Combien de poètes se perdront dans les couloirs d’une vie où les comptes à payer justifient les travaux alimentaires ? Combien ne reviendront jamais à leur plume, premier amour et réelle raison d’être ? Ne faudrait-il pas alors absolument célébrer les quelques cas qui semblent avoir réussi le retour à la poésie ?

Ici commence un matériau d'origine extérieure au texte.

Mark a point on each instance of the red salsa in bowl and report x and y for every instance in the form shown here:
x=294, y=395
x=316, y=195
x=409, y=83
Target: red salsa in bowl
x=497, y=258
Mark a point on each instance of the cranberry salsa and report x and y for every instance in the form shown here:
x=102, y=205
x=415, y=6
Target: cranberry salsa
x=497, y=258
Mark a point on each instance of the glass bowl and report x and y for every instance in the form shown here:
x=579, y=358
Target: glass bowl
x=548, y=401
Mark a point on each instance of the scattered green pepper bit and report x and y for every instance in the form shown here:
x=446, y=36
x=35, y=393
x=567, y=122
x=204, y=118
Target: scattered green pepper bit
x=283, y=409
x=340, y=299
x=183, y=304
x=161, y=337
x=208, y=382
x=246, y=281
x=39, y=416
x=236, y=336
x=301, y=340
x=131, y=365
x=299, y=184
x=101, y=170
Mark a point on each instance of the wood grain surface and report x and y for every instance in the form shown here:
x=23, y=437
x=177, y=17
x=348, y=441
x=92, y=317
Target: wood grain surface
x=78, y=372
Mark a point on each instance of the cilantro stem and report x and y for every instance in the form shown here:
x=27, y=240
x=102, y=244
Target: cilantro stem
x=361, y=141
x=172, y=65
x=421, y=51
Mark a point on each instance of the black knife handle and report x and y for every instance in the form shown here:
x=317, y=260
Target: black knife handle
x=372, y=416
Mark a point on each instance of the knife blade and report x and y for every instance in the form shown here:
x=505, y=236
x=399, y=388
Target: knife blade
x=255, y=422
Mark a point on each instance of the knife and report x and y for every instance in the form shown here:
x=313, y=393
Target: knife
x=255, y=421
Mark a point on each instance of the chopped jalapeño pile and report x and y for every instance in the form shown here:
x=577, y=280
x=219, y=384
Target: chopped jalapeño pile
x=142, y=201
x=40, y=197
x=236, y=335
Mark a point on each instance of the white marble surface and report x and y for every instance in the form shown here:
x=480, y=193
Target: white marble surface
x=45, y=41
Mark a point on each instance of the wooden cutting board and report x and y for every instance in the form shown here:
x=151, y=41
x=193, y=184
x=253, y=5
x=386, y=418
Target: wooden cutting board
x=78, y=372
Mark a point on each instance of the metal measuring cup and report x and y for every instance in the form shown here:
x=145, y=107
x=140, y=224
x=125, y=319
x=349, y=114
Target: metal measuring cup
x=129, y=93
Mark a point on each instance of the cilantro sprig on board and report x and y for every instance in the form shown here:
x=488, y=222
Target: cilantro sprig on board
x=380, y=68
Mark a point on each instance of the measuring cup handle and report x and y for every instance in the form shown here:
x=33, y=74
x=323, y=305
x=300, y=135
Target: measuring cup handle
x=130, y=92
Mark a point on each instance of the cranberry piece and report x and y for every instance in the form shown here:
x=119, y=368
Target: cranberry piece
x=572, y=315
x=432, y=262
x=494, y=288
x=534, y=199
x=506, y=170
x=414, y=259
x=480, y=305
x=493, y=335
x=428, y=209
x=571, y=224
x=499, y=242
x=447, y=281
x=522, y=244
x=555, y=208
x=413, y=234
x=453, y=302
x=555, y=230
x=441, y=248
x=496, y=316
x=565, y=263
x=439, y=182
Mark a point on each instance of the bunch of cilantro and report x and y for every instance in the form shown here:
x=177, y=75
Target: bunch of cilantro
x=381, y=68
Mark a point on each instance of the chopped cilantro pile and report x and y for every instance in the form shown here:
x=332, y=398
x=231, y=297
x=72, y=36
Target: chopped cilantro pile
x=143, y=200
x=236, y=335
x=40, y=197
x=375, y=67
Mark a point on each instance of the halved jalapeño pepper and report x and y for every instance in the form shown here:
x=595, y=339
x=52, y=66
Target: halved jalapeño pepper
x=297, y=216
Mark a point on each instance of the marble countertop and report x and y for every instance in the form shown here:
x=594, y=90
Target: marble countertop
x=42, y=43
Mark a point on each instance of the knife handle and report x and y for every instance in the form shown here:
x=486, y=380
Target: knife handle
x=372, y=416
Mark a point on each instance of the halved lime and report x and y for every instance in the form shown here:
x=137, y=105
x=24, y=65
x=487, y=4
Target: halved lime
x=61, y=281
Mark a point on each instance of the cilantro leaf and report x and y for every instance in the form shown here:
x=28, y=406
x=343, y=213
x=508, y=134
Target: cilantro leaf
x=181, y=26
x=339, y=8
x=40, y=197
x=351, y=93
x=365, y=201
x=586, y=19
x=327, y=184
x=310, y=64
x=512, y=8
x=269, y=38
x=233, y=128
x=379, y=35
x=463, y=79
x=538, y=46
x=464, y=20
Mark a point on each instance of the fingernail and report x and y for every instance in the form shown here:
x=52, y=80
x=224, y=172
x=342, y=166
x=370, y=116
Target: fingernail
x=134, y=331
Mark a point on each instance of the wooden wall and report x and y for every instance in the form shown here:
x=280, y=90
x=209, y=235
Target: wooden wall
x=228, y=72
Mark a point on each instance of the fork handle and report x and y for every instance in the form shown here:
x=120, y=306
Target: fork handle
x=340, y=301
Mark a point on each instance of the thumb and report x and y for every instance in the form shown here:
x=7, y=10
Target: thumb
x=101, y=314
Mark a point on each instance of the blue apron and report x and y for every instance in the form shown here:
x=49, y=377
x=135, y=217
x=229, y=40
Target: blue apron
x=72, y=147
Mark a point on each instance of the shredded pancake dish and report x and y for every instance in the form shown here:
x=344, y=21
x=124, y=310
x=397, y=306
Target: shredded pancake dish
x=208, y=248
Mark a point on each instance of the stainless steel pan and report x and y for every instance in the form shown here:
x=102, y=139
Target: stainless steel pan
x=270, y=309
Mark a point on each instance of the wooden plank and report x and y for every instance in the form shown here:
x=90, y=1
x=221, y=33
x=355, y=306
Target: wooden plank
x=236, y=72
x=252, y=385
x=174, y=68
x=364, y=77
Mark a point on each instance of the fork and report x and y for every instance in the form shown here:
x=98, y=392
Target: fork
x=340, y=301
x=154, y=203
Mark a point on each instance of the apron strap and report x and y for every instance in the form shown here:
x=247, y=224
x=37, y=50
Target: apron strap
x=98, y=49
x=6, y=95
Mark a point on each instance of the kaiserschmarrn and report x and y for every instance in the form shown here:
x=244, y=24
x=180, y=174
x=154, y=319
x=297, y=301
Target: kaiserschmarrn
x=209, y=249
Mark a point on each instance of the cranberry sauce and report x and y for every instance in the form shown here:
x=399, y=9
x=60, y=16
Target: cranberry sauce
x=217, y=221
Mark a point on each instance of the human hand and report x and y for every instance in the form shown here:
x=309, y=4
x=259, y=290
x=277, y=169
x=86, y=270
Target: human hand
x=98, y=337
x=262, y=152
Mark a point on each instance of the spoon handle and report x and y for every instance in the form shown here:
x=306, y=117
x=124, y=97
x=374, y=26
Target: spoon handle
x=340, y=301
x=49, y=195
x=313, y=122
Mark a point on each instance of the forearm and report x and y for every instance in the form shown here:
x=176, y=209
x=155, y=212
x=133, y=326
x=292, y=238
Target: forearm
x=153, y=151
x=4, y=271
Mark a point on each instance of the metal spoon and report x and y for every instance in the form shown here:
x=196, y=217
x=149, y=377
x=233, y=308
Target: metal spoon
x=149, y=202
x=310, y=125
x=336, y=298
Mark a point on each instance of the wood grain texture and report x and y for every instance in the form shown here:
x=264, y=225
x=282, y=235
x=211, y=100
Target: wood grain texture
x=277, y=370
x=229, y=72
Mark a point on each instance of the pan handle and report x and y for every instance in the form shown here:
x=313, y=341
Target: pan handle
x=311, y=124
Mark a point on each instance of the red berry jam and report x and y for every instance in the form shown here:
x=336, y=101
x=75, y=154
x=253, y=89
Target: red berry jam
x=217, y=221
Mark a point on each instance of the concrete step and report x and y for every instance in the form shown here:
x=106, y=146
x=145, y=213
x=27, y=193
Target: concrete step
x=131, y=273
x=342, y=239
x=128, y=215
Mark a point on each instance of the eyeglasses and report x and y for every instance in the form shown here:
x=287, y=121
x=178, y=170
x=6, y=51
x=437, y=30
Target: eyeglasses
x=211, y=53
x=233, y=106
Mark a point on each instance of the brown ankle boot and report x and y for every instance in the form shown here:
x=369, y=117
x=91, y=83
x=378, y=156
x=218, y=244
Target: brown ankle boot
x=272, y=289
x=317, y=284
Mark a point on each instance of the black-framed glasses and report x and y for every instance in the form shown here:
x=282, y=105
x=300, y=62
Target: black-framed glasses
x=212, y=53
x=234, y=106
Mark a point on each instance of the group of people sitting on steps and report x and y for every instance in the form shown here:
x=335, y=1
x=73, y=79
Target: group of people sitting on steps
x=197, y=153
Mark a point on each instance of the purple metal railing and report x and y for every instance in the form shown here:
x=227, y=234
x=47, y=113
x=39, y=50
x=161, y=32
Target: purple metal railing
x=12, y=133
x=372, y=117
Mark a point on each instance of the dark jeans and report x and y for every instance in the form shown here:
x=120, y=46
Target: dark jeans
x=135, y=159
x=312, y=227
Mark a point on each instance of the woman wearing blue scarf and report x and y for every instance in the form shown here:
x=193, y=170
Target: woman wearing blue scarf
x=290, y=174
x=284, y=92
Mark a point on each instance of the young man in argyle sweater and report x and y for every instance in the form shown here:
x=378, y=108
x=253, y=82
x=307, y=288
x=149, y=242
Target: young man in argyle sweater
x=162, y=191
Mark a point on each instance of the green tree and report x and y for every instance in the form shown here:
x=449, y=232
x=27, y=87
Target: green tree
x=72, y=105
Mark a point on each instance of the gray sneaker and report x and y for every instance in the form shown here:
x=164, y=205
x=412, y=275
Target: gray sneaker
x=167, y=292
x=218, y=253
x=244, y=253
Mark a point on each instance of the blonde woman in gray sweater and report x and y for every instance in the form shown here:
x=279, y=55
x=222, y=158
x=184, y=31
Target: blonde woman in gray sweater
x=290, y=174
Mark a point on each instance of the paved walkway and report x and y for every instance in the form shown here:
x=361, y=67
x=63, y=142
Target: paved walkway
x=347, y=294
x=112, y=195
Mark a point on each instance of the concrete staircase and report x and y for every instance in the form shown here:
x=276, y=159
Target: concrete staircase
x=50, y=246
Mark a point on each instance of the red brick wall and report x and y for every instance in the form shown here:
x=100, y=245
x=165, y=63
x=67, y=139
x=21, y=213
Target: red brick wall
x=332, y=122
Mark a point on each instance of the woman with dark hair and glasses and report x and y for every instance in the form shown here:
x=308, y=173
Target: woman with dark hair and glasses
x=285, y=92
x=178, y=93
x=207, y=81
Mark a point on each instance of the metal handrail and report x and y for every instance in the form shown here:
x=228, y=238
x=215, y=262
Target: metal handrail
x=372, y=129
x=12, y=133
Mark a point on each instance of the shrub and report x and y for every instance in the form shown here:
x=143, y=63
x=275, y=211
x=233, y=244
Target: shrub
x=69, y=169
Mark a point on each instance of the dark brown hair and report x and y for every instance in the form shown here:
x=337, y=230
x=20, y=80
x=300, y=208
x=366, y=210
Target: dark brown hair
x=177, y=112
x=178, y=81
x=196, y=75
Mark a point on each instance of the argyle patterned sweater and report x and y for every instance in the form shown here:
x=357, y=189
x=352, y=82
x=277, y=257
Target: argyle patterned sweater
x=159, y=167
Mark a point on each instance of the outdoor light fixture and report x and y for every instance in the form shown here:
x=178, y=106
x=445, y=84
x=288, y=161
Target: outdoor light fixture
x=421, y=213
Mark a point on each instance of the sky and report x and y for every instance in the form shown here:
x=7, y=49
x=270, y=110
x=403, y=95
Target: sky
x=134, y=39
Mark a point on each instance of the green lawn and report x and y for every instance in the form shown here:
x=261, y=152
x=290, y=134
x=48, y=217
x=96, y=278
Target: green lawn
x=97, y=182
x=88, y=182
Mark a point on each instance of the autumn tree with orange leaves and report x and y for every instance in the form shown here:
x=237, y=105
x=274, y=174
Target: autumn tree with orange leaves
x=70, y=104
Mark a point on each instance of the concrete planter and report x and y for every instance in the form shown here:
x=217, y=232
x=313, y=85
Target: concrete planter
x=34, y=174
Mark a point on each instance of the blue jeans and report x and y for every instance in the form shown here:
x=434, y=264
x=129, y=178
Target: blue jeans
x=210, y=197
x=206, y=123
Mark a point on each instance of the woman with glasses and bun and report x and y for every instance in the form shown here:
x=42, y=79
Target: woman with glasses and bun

Après une longue carrière dans les tours à bureaux de Toronto à se vautrer dans les boues de la publicité et du marketing, après avoir été président et directeur général, Thomas Scott, maintenant sexagénaire, est revenu à la poésie, une passion qui a hanté sa jeunesse. Il publie en édition bilingue (anglais-français) User’s Guide to a Blank Wall / Mode d’emploi pour un mur videaux éditions du Gref, un éditeur franco-ontarien.
Éloignée de la métaphysique, d’un jargon hermétique trop souvent confondu avec l’esprit poétique, la poésie de Thomas Scott est belle, simple et fait du bien. Elle sait même faire sourire. Elle étonne, elle déstabilise. Contrairement à nombre de poètes, Scott n’intellectualise pas des sujets ou des émotions, des impressions ou des images qui n’en ont pas besoin. « J’ai envie de toi, mais ne te le dirai pas. / Ni maintenant ni jamais. / J’ai besoin de te le dire tout haut, que j’ai envie de toi, / pour savoir que c’est vrai, / mais si tu m’entendais / tu pourrais changer [ ]. J’ai trop envie de toi / pour te perdre en échos / dans un dédale de miroirs. / Cela vaut mieux / beaucoup mieux / que de risquer de te perdre. »
Écrits en vers libres, les textes de Thomas Scott se concluent souvent, un peu comme certaines nouvelles, par un revirement inattendu. Ne craignant ni l’humour ni l’absurde, le poète séduit grâce à l’imprévisibilité de ses chutes. Ses thèmes, son lexique et l’atmosphère – de naïveté ? – qui enveloppe l’ensemble du recueil sont une véritable brise rafraîchissante soufflant sur un genre littéraire trop souvent sclérosé par des ambitions largement plus poétiques que les textes qu’elles arrivent à créer.